When you create a Flink job, you can perform the following operations to ensure high reliability of stream applications:

Create an SMN topic and add an email address or mobile number to subscribe to the topic. You will receive a subscription notification by an email or message. Click the link to confirm the subscription.
Figure 1 Creating a topic

Figure 2 Adding a subscription
Log in to the DLI console, create a Flink SQL job, write SQL statements for the job, and configure running parameters.
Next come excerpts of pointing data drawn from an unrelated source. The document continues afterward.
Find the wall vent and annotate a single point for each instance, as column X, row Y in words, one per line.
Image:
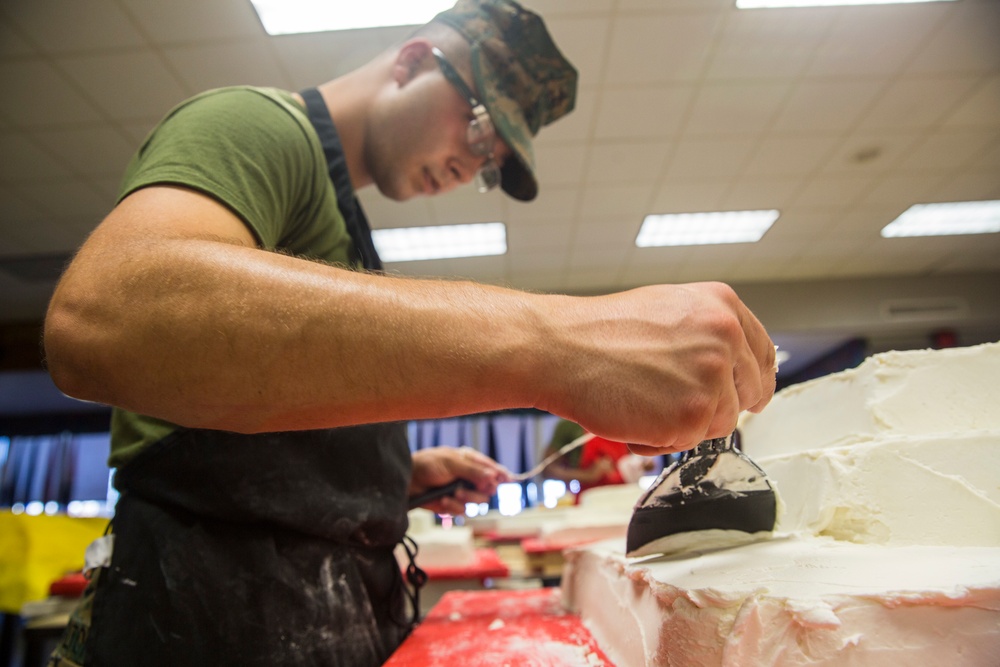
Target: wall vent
column 934, row 309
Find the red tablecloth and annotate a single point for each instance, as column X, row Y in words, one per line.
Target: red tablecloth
column 497, row 628
column 486, row 565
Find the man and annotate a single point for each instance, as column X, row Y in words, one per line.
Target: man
column 263, row 470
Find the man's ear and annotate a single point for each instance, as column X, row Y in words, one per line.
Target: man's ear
column 410, row 59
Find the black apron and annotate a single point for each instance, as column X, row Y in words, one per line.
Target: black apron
column 270, row 549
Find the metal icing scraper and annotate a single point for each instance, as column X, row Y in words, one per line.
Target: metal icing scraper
column 712, row 497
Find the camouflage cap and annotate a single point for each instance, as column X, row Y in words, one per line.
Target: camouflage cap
column 522, row 78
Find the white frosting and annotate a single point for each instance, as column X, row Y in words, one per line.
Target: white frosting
column 795, row 601
column 896, row 490
column 437, row 546
column 888, row 545
column 892, row 394
column 586, row 526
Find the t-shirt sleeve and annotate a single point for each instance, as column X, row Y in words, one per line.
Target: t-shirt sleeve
column 238, row 146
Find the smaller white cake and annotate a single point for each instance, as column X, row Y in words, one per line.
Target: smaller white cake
column 438, row 547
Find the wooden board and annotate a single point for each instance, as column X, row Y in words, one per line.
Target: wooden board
column 497, row 628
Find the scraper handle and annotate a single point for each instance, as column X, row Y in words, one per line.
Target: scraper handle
column 441, row 492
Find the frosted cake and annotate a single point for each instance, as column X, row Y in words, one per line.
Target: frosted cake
column 887, row 550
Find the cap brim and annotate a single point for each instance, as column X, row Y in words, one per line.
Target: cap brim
column 517, row 176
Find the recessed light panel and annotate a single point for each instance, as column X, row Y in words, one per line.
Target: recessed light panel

The reliability configuration of a Flink Jar job is the same as that of a SQL job.
1. Set CUs, Job Manager CUs, and Max Concurrent Jobs based on the following formulas:
  Total number of CUs = Number of manager CUs + (Total number of concurrent operators / Number of slots of a TaskManager) x Number of TaskManager CUs
  
  For example, if the total number of CUs is 9, the number of manager CUs is 1, and the maximum number of concurrent jobs is 16, the number of compute-specific CUs is 8.
  
  If you do not configure TaskManager specification, a TaskManager occupies 1 CU by default and has no slot. To ensure a high reliability, set the number of slots of the TaskManager to 2, according to the preceding formula.
  
  Set the maximum number of concurrent jobs twice the number of CUs.
2. Select Save Job Log and select an OBS bucket. If the bucket is not authorized, click Authorize. This allows job logs be saved to your OBS bucket after a job fails for fault locating.
  Figure 3 Specifying a bucket
3. Select Alarm Generation upon Job Exception and select the SMN topic created in 1. This allows DLI to send notifications to your email box or phone when a job exception occurs, so you can be aware of any exceptions in time.
  Figure 4 Alarm generation upon job exception
4. Select Enable Checkpointing and set the checkpoint interval and mode as needed. This function ensures that a failed Flink task can be restored from the latest checkpoint.
  Figure 5 Checkpoint parameters
  - Checkpoint interval refers to the time interval between two consecutive checkpoint triggers. The checkpoint mechanism has an impact on real-time computing performance. When configuring the interval, consider the impact on business performance and recovery duration. You are advised to set the interval to be greater than the checkpoint completion duration, preferably 5 minutes.
  - The Exactly once mode ensures that each piece of data is consumed only once, and the At least once mode ensures that each piece of data is consumed at least once. Select a mode as you need.
5. Select Auto Restart upon Exception and Restore Job from Checkpoint, and set the number of retry attempts as needed.
6. Configure Dirty Data Policy. You can select Ignore, Trigger a job exception, or Save based on your service requirements.
7. Select a queue and submit and run the job.
Log in to the Cloud Eye console. In the navigation pane on the left, choose Cloud Service Monitoring > Data Lake Insight. Locate the target Flink job and click Create Alarm Rule.
Figure 6 Cloud service monitoring

Figure 7 Creating an alarm rule

DLI provides various monitoring metrics for Flink jobs. You can define alarm rules as required using different monitoring metrics for fine-grained job monitoring.

For details about the monitoring metrics, see DLI Monitoring Metrics in Data Lake Insight User Guide.